Predictably, there is a chorus of voices holding this event out as incontrovertible proof of anthropogenic climate change. Which is unfortunate.
Not that there's anything to be done about it. People will hold out this or that even as either validation or refutation of anthropogenic climate change as it suits them and aligns with their viewpoints and interests. So I expect the next dumping of snow that lands on the area will inspire a counterargument based on that single event. (Although proponents of anthropogenic climate change will likely also point to it as proof of their own viewpoint.)
The bickering over which side is right misses the point. Mainly because it boils down to pitting the interests of different groups against one another in what basically becomes a zero-sum game (albeit one where both sides could lose). While policymakers and experts often speak of things in terms of their impacts on the aggregate, people live their lives as individuals. Promises of more and better new energy or fossil-fuel jobs aren't draws for people who don't see themselves as every qualifying for them, at least, not if they're going to earn the salaries that they're accustomed to. And given the United States track record of leaving people out in the cold when their primary skills are not (or are no longer) of use, it's understandable that people would place their individual livelihoods above more abstract concerns.

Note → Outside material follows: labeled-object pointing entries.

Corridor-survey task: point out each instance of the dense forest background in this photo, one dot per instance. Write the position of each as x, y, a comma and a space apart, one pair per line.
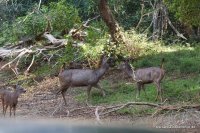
38, 36
161, 22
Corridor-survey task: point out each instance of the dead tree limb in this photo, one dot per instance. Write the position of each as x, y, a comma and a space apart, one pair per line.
53, 40
117, 107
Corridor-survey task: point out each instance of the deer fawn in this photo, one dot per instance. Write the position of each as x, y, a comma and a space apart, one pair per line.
144, 76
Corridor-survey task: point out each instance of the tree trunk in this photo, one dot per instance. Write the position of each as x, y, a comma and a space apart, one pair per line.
116, 36
108, 18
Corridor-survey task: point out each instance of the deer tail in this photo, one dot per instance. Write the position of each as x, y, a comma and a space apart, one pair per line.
162, 63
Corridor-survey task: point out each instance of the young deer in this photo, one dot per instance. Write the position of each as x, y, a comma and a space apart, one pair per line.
82, 77
144, 76
10, 98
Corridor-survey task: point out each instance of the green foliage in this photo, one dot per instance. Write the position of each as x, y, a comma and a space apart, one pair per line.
186, 11
63, 16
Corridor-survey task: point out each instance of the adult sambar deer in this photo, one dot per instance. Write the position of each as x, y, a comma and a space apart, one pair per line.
82, 77
10, 98
144, 76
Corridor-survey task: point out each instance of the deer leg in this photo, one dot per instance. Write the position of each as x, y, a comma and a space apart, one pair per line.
63, 92
142, 87
158, 91
14, 110
88, 92
3, 105
138, 90
10, 111
101, 89
5, 110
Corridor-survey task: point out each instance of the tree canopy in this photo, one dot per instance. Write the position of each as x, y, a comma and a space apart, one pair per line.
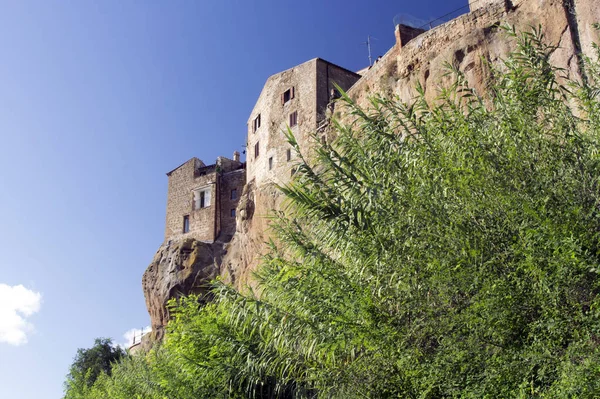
433, 250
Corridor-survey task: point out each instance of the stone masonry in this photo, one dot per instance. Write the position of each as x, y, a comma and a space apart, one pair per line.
202, 200
215, 222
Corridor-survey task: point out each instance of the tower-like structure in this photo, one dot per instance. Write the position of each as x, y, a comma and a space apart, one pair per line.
296, 98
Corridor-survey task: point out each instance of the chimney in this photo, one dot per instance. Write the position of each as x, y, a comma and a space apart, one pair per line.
405, 33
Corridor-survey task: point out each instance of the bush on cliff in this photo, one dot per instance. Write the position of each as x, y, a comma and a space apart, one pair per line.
446, 250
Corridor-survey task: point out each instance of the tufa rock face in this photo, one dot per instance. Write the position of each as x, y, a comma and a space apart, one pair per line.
179, 268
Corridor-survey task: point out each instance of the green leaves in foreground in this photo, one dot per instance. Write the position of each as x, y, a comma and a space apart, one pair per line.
447, 250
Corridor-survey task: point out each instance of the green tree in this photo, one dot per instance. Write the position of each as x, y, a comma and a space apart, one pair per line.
89, 364
434, 250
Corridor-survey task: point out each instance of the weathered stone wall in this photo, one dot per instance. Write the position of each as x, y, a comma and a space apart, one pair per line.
206, 223
229, 182
328, 75
470, 42
312, 82
275, 118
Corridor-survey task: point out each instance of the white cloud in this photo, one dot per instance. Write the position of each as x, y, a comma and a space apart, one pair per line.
134, 333
17, 303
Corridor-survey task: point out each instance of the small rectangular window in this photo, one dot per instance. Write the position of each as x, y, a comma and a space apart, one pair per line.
294, 118
287, 95
186, 224
256, 123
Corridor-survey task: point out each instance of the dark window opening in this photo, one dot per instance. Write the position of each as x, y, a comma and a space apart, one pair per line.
294, 118
201, 198
186, 224
287, 95
256, 123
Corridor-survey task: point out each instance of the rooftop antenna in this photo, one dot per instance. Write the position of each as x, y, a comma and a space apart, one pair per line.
368, 43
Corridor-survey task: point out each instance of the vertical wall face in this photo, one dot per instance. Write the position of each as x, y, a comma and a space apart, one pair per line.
311, 83
180, 202
329, 75
477, 4
231, 187
275, 119
203, 195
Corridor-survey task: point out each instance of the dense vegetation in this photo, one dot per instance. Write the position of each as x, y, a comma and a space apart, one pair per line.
447, 250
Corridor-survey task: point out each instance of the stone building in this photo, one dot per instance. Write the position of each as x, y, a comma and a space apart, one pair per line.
296, 98
202, 199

Accordingly, the best path to a solution likely doesn't lie in one side browbeating the other into submission. A solution that is designed to best meet the needs of all parties involved will likely be more useful. Of course, this is easier said than done, especially in an environment where the opposed parties feel that the other is acting in deliberate bad faith. But even where that is not the case, seeking compromise where questions of justice are involved is always a difficult task. But, in this case, the expected benefit would be the removal of an incentive to deny or otherwise dismiss the problem being solved.
Given that a runaway greenhouse effect, one that would turn the Earth into something akin to Venus, is unlikely, anthropogenic climate change is unlikely to be an extinction-level problem. At least, not for humans. Rather, it will simply become expensive to remediate. Whereupon there will be a new argument over who will pay the bill. Which is unfortunate, but a common facet of human nature.